As governments and companies worldwide sets their sights on achieving net zero by 2050, carbon capture has emerged as a frontrunner in the catalogue of solutions due to its ability to enable companies and jurisdictions to offset carbon dioxide emissions with investments sequestering CO2.

The statistics make a good case: natural forest regrowth has the potential to sequester up to 23% of global CO2 emissions, or 8.9 billion metric tonnes of CO2 – in addition to the carbon sequestration of existing forests, which currently absorb approximately 30% of CO2 emissions annually.

Citywealth’s April French Furnell spoke to CEO of EcoForests Michael Ackerman on the launch of their carbon capture vertical to find out more.

“Originally, carbon capture was not the main focus of our business, but we’ve seen an astronomical growth in interest in carbon capture projects”, says Ackerman. Up until now, EcoForests revenue has been generated by timber sales in the forest harvesting process. Through offering carbon capture assets, EcoForests is able to monetise a time in the forest management cycle that was previously not a driving force of the business. This means tree-planting and the natural growth of forests are now profit generating for the business.

For clients, carbon capture offers them a way of embedding ESG into their company’s core values. “Rather than ‘greenwashing’ their problems away, companies want to engage with the plantation. They have ownership and involvement in the project so there is a greater level of involvement than simply purchasing the credit they need”, said Ackerman.

He has also been approached by companies who are interested in EcoForests’ on-the-ground work with local communities.

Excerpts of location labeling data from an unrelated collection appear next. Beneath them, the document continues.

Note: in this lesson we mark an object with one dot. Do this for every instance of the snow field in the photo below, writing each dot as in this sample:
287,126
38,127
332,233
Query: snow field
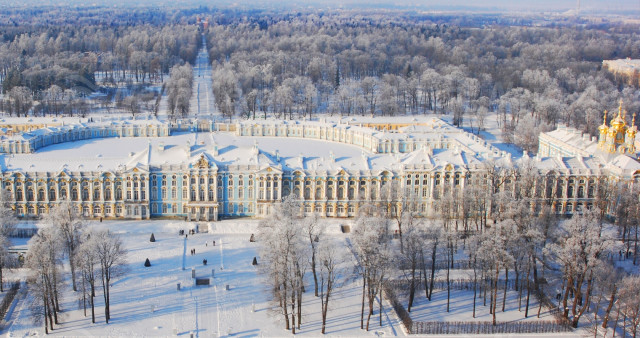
146,302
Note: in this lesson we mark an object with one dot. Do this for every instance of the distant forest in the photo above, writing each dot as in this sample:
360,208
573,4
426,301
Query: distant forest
533,71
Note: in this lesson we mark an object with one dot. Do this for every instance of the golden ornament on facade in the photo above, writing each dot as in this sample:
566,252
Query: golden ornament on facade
202,163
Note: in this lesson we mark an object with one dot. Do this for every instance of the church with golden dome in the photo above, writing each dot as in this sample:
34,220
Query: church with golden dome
618,137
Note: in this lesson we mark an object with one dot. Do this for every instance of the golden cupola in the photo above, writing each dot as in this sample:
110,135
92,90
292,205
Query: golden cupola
631,136
617,137
603,129
618,126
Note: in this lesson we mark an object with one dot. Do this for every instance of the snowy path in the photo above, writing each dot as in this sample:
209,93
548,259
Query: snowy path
201,104
146,301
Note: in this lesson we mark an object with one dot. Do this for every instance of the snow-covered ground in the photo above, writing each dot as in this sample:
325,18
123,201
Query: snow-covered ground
146,301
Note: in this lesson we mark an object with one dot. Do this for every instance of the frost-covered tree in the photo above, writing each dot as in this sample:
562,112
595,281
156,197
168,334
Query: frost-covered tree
495,255
111,256
66,219
284,251
88,266
328,271
580,249
44,258
371,239
7,224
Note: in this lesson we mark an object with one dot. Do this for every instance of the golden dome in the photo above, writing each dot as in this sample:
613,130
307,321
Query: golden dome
618,123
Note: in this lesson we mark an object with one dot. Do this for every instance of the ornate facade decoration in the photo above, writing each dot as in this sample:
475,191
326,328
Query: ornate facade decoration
243,169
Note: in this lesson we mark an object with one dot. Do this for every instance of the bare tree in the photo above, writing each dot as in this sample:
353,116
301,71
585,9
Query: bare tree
7,224
87,261
328,272
66,219
43,259
579,251
111,256
314,230
283,251
371,241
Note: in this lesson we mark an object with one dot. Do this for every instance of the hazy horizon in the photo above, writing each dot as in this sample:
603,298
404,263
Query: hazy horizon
452,5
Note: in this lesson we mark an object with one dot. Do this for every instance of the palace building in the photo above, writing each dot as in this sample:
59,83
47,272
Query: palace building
205,171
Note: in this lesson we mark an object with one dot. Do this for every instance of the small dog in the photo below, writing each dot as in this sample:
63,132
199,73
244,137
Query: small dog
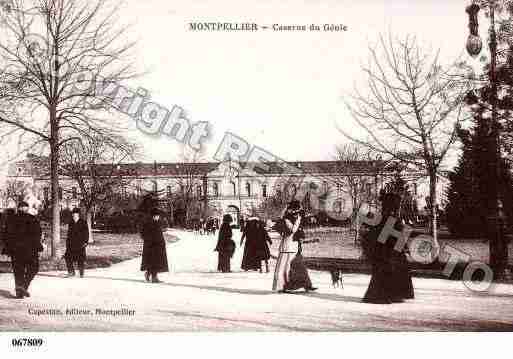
336,278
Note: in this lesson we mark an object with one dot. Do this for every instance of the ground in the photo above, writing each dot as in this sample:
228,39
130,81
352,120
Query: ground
194,297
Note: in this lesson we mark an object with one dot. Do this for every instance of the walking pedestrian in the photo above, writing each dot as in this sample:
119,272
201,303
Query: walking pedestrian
391,280
23,235
250,260
154,257
262,249
225,245
76,243
291,273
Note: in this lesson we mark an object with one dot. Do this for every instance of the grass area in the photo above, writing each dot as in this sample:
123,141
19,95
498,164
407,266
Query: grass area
108,249
341,244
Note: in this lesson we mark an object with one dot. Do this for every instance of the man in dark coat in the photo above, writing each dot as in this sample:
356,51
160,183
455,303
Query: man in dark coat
76,243
154,257
225,245
23,235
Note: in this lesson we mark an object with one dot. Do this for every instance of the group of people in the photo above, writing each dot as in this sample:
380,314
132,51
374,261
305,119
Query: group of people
21,236
256,249
290,273
206,227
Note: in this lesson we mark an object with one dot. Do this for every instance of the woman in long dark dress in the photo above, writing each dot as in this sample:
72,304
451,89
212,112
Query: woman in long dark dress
391,280
225,245
154,257
250,260
263,254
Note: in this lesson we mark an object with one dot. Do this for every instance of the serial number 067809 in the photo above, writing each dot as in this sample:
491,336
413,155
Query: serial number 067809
27,342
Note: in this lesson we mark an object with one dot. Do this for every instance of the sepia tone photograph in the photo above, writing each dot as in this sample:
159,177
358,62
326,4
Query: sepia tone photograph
255,166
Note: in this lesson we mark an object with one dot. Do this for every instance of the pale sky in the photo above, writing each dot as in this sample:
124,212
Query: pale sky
279,90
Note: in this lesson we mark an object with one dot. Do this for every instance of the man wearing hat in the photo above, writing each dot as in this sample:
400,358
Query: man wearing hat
23,234
78,237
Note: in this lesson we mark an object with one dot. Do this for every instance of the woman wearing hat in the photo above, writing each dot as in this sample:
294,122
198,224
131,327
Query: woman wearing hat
225,245
154,257
291,273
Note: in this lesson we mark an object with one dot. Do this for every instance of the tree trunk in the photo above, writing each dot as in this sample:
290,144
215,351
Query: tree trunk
434,215
54,183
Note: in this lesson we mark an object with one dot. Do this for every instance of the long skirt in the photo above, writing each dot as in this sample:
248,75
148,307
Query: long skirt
223,264
250,260
291,273
390,282
282,270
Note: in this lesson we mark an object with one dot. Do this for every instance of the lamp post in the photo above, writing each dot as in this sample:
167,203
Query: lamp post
498,247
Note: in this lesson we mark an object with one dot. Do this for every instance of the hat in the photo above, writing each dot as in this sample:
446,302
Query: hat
227,218
155,212
294,206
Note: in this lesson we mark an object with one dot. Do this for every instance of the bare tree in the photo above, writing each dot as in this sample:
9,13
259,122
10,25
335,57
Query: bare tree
94,164
189,190
61,62
409,109
357,169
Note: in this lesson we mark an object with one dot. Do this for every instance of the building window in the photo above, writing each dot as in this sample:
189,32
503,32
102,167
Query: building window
325,187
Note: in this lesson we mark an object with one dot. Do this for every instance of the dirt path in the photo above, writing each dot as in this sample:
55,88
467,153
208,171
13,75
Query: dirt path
194,297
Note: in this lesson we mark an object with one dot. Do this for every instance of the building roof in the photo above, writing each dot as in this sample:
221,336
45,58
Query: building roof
38,167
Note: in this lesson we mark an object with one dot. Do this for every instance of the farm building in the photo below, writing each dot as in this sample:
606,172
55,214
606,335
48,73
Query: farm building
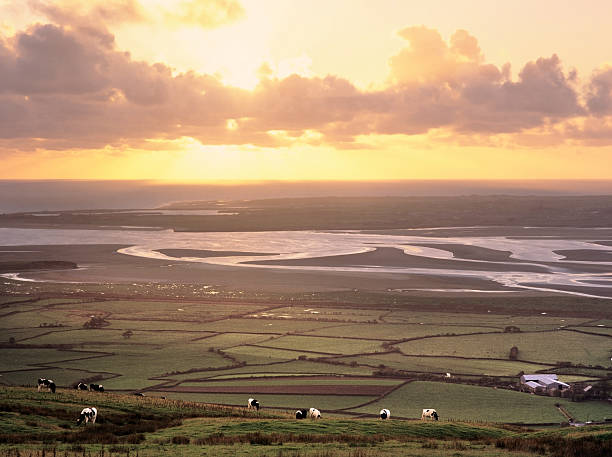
542,383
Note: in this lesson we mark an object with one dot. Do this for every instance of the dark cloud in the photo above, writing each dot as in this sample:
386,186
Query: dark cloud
599,96
67,87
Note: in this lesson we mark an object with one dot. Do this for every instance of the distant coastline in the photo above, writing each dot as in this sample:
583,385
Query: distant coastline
51,195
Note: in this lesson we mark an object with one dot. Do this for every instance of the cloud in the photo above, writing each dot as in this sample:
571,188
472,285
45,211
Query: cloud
206,14
107,13
599,95
66,87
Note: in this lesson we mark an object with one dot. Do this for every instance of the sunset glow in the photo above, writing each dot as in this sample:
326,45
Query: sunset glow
290,90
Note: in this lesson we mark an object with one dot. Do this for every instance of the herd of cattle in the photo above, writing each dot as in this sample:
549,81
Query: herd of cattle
91,413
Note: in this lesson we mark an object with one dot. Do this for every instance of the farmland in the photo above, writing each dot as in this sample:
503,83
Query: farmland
347,359
39,424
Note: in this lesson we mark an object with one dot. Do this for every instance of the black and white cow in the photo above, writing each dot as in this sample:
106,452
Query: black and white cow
88,414
253,404
429,413
46,384
314,413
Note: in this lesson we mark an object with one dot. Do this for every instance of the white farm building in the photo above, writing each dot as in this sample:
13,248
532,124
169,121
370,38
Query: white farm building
542,383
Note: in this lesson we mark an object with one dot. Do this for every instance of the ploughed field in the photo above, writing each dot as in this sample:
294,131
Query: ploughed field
348,359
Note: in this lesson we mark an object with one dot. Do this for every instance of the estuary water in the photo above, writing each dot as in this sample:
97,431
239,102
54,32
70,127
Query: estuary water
554,271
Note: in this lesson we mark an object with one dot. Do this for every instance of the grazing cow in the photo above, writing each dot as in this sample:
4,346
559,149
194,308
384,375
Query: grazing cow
314,413
46,384
253,404
88,414
429,413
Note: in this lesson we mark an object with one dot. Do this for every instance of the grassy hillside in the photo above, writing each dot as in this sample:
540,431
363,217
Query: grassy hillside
43,424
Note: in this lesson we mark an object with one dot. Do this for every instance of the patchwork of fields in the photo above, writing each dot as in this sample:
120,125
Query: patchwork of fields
344,360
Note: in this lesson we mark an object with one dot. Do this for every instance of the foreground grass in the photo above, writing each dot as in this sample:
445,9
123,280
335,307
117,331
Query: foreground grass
43,424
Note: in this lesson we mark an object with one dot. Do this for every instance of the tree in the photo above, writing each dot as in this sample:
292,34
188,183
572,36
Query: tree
513,353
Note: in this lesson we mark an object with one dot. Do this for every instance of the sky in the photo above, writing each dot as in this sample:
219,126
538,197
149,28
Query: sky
251,90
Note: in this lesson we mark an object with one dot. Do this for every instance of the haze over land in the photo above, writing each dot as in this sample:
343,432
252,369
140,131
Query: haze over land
50,195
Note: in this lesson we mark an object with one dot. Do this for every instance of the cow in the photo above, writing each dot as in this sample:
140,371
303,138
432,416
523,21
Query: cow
88,414
314,413
46,384
253,404
429,413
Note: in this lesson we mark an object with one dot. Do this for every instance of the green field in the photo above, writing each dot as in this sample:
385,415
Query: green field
539,347
188,343
42,424
462,402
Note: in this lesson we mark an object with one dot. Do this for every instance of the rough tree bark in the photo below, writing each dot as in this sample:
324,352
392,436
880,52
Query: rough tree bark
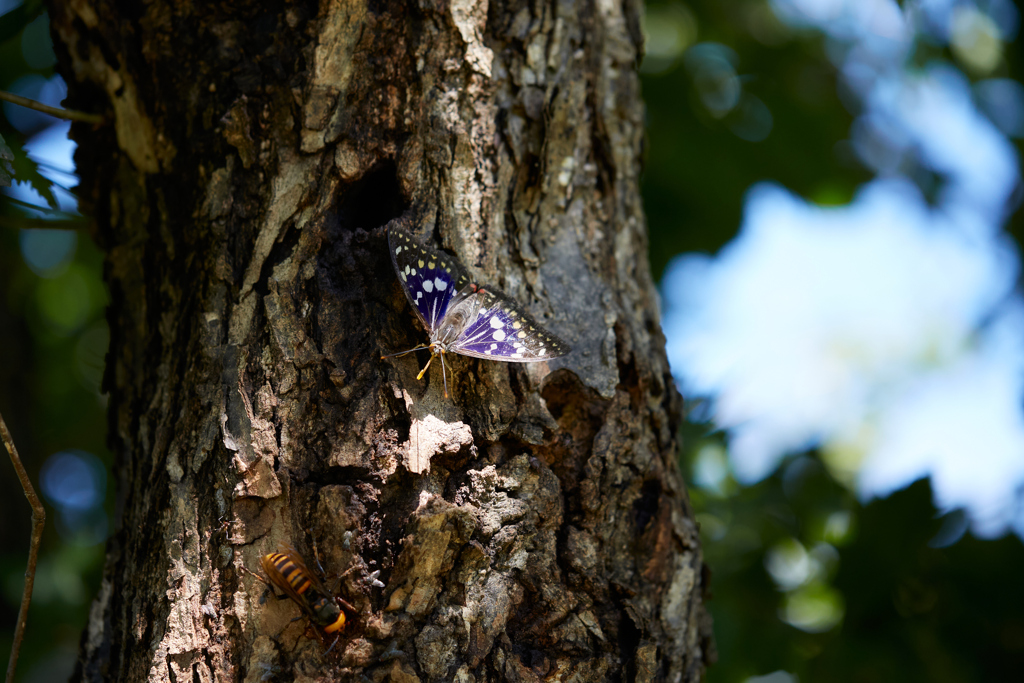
531,527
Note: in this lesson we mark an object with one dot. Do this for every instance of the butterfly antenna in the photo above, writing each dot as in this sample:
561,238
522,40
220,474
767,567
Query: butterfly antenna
391,355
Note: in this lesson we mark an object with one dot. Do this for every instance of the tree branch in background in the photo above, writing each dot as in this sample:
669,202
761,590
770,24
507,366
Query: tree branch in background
38,521
70,115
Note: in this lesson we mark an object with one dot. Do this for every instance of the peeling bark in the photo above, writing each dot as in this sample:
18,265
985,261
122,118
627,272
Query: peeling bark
531,527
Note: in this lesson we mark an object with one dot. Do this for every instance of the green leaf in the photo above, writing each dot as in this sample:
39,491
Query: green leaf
27,170
6,170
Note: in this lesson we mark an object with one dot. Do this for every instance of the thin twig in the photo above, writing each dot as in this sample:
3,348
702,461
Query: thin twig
71,115
38,521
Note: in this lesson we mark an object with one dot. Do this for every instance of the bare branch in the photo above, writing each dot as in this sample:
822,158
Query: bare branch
38,521
70,115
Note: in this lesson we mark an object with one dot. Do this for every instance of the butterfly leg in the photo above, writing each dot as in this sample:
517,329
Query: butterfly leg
424,371
392,355
443,373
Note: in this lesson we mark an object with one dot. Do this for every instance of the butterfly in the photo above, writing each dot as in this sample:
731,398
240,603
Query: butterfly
463,316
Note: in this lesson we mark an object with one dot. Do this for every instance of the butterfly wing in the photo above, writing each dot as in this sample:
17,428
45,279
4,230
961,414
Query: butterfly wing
429,278
503,331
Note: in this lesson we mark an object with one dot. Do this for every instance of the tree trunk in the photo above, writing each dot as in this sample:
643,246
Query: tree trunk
531,526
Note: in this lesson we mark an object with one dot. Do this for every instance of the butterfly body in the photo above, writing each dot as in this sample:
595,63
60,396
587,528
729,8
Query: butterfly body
462,316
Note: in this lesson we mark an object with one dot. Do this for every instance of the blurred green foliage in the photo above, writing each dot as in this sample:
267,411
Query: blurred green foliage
807,583
52,342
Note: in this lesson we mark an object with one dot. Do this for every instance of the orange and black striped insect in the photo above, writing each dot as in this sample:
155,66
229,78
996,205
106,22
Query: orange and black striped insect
288,572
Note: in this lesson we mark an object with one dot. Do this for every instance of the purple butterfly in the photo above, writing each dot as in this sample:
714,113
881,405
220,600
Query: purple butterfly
462,316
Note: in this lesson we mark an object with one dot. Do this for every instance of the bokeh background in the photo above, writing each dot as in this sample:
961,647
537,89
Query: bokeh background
833,190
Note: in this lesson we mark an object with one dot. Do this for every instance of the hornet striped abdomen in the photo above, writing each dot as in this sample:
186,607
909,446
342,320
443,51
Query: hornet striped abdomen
289,573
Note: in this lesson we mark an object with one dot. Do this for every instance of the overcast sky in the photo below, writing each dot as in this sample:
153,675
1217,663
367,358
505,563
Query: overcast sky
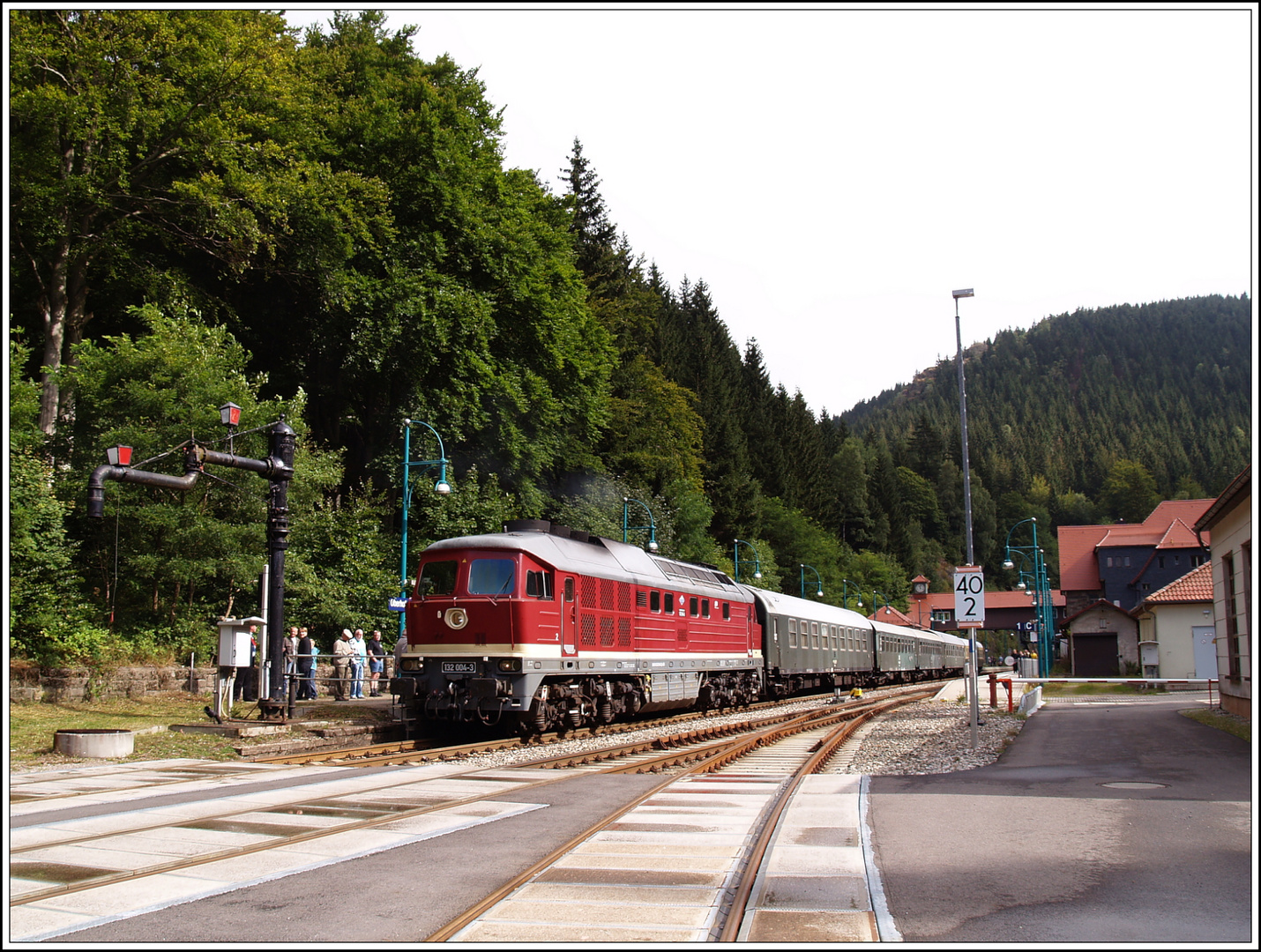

From building schools and offering scholarships to looking at gender equality in the workforce, “all these aspects are transferred to the clients participating in the projects with us, allowing them to align their carbon capture commitments with broader environmental sustainability goals”.

Ackerman now finds his days busy consulting companies, banks and family offices looking for a way to align their mandates with ESG values, and there are no signs of interest waning.